Steve Nicol, Wood’s Executive President of Operations, commented: “We are incredibly proud to have been selected and trusted by Harbour Energy to partner with them across their North Sea assets. We share a commitment to ensuring safe, reliable and sustainable energy production and are confident our integrated digital solutions and world-leading engineering, operations and decarbonisation expertise will enable Harbour to maximise their investment and ensure the UK continues to have the energy mix it needs.  

“We have worked on North Sea assets for more than 50 years and excel in designing and managing the complexity of energy infrastructure while at the same time seeking to minimise associated emissions. This new agreement and new contracts are testament to Wood’s role as a trusted technical partner to the energy companies of the future, where our priority is to help our clients deliver the energy the world needs and be able to transition to a low-carbon future.”

According to Wood, this partnership will support the employment of hundreds of people from its Operations business in Aberdeen and offshore across the two EPC and O&M contracts, with further recruitment expected in 2024.

Audrey Stewart, Harbour Energy’s Vice President of Supply Chain, remarked: “Harbour is excited to develop our relationship with Wood and the signing of this contract is an important step forward in establishing our suite of long-term strategic partnerships across our North Sea assets.”

The Greater Britannia Area was Harbour’s largest producer in 2022 at 31 kboepd, compared to 33 kboepd in 2021. The company previously revealed plans to return to drilling at Callanish in the second half of 2023 with the F6 infill well scheduled as part of a wider rig share programme with North Sea operator NEO.

As part of that programme, Harbour will also appraise the Leverett discovery which, if successful, would be tied back to GBA infrastructure. This follows the equalisation of interests between NEO and Harbour across the Leverett licences in 2022. The company is also maturing further exploration and appraisal opportunities in the area as well as a potential infill opportunity on Brodgar targeting an area to the east of the field.

On the other hand, the J-Area was Harbour’s second largest producer in 2022 averaging 30 kboepd, compared to 26 kboepd in 2021, driven by improved operating efficiency and an active drilling and well intervention programme with two rigs running since mid-2021. The company also greenlighted the Talbot development which will comprise a multi-well subsea tie-back to J-Area facilities and is targeting first oil around the end of 2024. The firm’s 2023 activities include development drilling at Talbot and the Jocelyn South exploration well.

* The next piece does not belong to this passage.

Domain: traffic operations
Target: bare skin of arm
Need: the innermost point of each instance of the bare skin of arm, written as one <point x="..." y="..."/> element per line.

Moreover, the production from Armada, Everest and Lomond together with Erskine averaged 27 kboepd, compared to 24 kboepd in 2021, which was driven by higher production efficiency, with AELE benefiting from a shorter summer maintenance campaign and improved reliability.

In addition, the production was supported by the LAD development well which targeted the East Everest Extension area and was brought on-stream in the first quarter of 2022, helping to partially offset the natural decline. The company’s 2023 activities include several well intervention scopes and the maturation of a potential infill opportunity on North West Seymour.

Wood, which is also working for BP, Shell, and Centrica, recently joined forces with Transitus Energy to explore opportunities for onshore and offshore decarbonisation projects across the United Kingdom energy industry.